Skiing is indefensible, in many ways. It’s hard to think of a more indulgent variety of play. It’s expensive, exclusive, lily-white, and—once you factor in airplanes, helicopters, Chevy Tahoes, Ski-Doos, snowmaking, hot tubs, heated driveways, and immense and often vacant second or third homes—ravenous for fossil fuels. (Many seekers of deep snow seem oblivious to their role in possibly depriving themselves of it, down the line.) The skiing industry can seem, at times, to be little more than a front for real-estate development and the sale of winter gear manufactured in squalid factories overseas.

Nick Paumgarten/The New Yorker – Feb. 2018

Ouch.

I swear the rest of the piece is not that bleak, but that first paragraph really brings you down a peg or two.

When I saw this link come across my Twitter feed, I was ecstatic to see one of our great journalistic institutions take on skiing. I then saw that this piece is almost two years old, but was still excited to take it on with fresh eyes.

Then you hit that first paragraph. A gut punch.

The next paragraph lifts you back up.

The more conventional conception of the sport, though—certainly among those who do it—is that it represents adventure, freedom, and transcendence. It’s a dance with gravity, a test of prudence and pluck, a peerlessly close collaboration with the elements. To the extent that snow-clad mountains represent some ideal of purity, navigating them with planks fixed to your feet can seem, once you’re clear of the Ski-Doos and hot tubs, almost virtuous. Above all, it’s a graceful way to get around and a great excuse to get out.

Nick Paumgarten/The New Yorker – Feb. 2018

That’s it! That’s why I love skiing!

This roller coaster of a piece is exactly why it’s so brilliant.

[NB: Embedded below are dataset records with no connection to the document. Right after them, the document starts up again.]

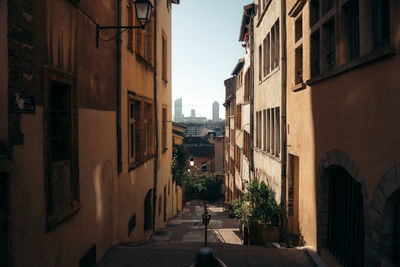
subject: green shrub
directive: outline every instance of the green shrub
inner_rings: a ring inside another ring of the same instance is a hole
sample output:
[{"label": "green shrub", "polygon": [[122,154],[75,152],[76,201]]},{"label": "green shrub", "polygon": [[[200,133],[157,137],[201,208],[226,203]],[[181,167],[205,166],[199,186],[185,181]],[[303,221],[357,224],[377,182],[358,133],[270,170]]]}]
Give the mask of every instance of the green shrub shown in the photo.
[{"label": "green shrub", "polygon": [[278,226],[280,209],[275,200],[275,192],[264,182],[252,181],[247,185],[244,195],[243,211],[247,223],[265,223]]},{"label": "green shrub", "polygon": [[[196,182],[197,181],[197,182]],[[215,174],[190,174],[185,179],[185,195],[187,198],[197,197],[203,200],[215,201],[221,197],[222,181]]]}]

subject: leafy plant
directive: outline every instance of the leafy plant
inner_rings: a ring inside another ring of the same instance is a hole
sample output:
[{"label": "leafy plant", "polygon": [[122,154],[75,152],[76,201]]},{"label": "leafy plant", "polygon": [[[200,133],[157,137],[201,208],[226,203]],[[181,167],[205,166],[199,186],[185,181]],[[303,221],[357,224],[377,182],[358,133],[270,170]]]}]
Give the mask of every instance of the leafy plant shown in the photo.
[{"label": "leafy plant", "polygon": [[279,206],[275,192],[264,182],[252,181],[247,185],[243,198],[243,219],[249,224],[265,223],[269,227],[279,225]]},{"label": "leafy plant", "polygon": [[185,183],[185,179],[189,176],[186,166],[188,158],[189,155],[184,145],[174,145],[171,172],[172,177],[179,186],[182,186]]},{"label": "leafy plant", "polygon": [[214,201],[221,196],[222,180],[215,174],[187,175],[185,179],[185,195],[188,198],[197,197],[203,200]]}]

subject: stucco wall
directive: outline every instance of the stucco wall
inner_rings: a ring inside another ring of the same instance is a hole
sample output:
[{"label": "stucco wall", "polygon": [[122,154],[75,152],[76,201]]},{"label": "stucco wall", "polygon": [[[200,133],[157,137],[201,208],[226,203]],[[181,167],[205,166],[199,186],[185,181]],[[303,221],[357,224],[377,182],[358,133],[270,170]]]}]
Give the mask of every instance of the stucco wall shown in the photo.
[{"label": "stucco wall", "polygon": [[[35,114],[21,117],[25,144],[15,147],[10,172],[14,266],[74,266],[94,243],[100,259],[115,242],[116,131],[110,123],[115,125],[116,114],[79,109],[78,117],[81,208],[49,233],[44,205],[43,108],[38,106]],[[102,135],[93,135],[96,132]]]},{"label": "stucco wall", "polygon": [[[287,10],[294,3],[294,0],[288,0]],[[302,13],[305,80],[310,78],[308,5],[309,2]],[[391,10],[399,10],[396,1],[391,1]],[[317,247],[316,179],[319,179],[317,170],[321,158],[328,151],[339,149],[357,164],[365,179],[363,197],[367,207],[364,207],[364,212],[374,199],[382,177],[400,162],[397,149],[400,145],[397,137],[400,106],[396,101],[400,95],[397,75],[400,64],[399,18],[391,16],[390,22],[395,55],[378,57],[300,91],[292,91],[291,87],[294,84],[294,67],[290,67],[294,62],[294,19],[288,18],[287,23],[288,153],[299,157],[300,231],[307,244]],[[366,26],[360,24],[360,29]],[[360,57],[368,55],[368,45],[367,40],[361,40]],[[368,223],[365,222],[366,229]]]}]

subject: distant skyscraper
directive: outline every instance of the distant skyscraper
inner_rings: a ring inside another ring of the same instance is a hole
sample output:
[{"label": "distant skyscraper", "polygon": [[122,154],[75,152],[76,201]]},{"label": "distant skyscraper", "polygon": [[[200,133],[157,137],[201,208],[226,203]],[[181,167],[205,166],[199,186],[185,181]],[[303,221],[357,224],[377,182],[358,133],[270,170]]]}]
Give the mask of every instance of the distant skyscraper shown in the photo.
[{"label": "distant skyscraper", "polygon": [[213,121],[219,120],[219,104],[217,101],[212,105],[212,116]]},{"label": "distant skyscraper", "polygon": [[174,121],[177,121],[177,120],[179,120],[179,118],[183,117],[183,115],[182,115],[182,97],[175,100],[174,105],[175,105]]},{"label": "distant skyscraper", "polygon": [[190,117],[196,117],[196,110],[192,109],[190,111]]}]

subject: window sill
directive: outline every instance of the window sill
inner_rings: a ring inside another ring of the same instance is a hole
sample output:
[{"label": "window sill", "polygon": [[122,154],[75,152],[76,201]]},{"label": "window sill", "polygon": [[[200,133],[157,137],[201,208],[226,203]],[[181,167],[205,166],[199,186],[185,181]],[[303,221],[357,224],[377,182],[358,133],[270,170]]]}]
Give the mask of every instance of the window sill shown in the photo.
[{"label": "window sill", "polygon": [[154,155],[147,155],[145,157],[144,160],[136,160],[134,162],[129,163],[129,171],[132,171],[134,169],[136,169],[137,167],[139,167],[140,165],[144,164],[145,162],[147,162],[148,160],[152,159],[154,157]]},{"label": "window sill", "polygon": [[298,84],[292,86],[292,91],[293,92],[301,91],[301,90],[305,89],[306,86],[307,85],[304,82],[298,83]]},{"label": "window sill", "polygon": [[164,76],[162,76],[161,79],[163,80],[164,83],[168,83],[168,80]]},{"label": "window sill", "polygon": [[74,207],[71,207],[64,214],[58,216],[57,218],[47,219],[46,232],[51,232],[58,225],[71,218],[73,215],[77,214],[81,207],[82,205],[78,202]]},{"label": "window sill", "polygon": [[136,52],[135,52],[135,54],[136,54],[136,59],[137,59],[139,62],[143,63],[143,65],[144,65],[147,69],[149,69],[150,71],[154,72],[154,67],[153,67],[153,65],[150,64],[150,62],[148,62],[148,61],[147,61],[144,57],[142,57],[140,54],[138,54],[138,53],[136,53]]},{"label": "window sill", "polygon": [[320,81],[329,79],[331,77],[340,75],[342,73],[345,73],[345,72],[347,72],[349,70],[352,70],[354,68],[361,67],[361,66],[363,66],[365,64],[371,63],[372,61],[379,60],[381,58],[384,58],[384,57],[390,56],[390,55],[394,55],[394,54],[395,54],[394,45],[387,45],[387,46],[385,46],[383,48],[374,50],[374,51],[372,51],[372,52],[370,52],[370,53],[368,53],[368,54],[366,54],[364,56],[361,56],[361,57],[359,57],[357,59],[354,59],[351,62],[348,62],[348,63],[346,63],[344,65],[338,66],[338,67],[334,68],[333,70],[330,70],[328,72],[324,72],[324,73],[322,73],[322,74],[320,74],[320,75],[318,75],[316,77],[313,77],[313,78],[309,79],[306,82],[306,84],[307,85],[315,84],[317,82],[320,82]]},{"label": "window sill", "polygon": [[270,153],[268,153],[268,152],[266,152],[266,151],[264,151],[262,149],[259,149],[259,148],[253,148],[253,149],[254,149],[254,151],[259,152],[259,153],[261,153],[263,155],[266,155],[271,159],[274,159],[274,160],[276,160],[278,162],[281,162],[281,158],[279,156],[272,155],[272,154],[270,154]]},{"label": "window sill", "polygon": [[275,67],[275,69],[271,70],[270,73],[268,73],[266,76],[264,76],[261,80],[258,81],[258,84],[262,84],[266,80],[268,80],[271,76],[273,76],[275,73],[277,73],[280,70],[280,66]]},{"label": "window sill", "polygon": [[168,148],[167,148],[167,147],[163,147],[163,149],[162,149],[162,153],[165,153],[165,152],[167,152],[167,150],[168,150]]}]

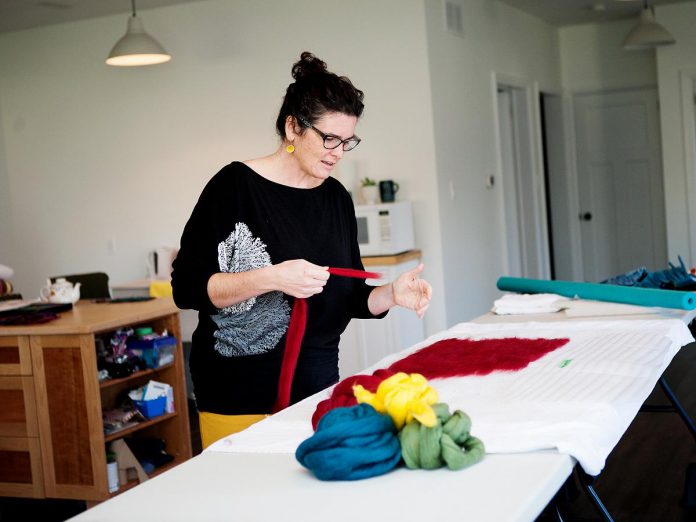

There is something contradictory or even hypocritical about skiing as a pastime, but as Paumgarten describes through a snapshot of Warren Miller’s life and times, it can be worthwhile.

The piece was written less than a month after Miller’s passing, which rocked the ski world. Miller meant a lot to me personally and served as daydream fuel for those of us stuck in the flatlands.

I won’t go paragraph-by-paragraph for the whole story, so as to let you enjoy it yourself. I just ask that you take the time to read it.

I bet you Paumgarten will have you hearing Miller’s voice by the end.

Miller died Jan. 24, 2018. I can’t believe it’s almost been two years. Thanks for making skiing fun, Warren.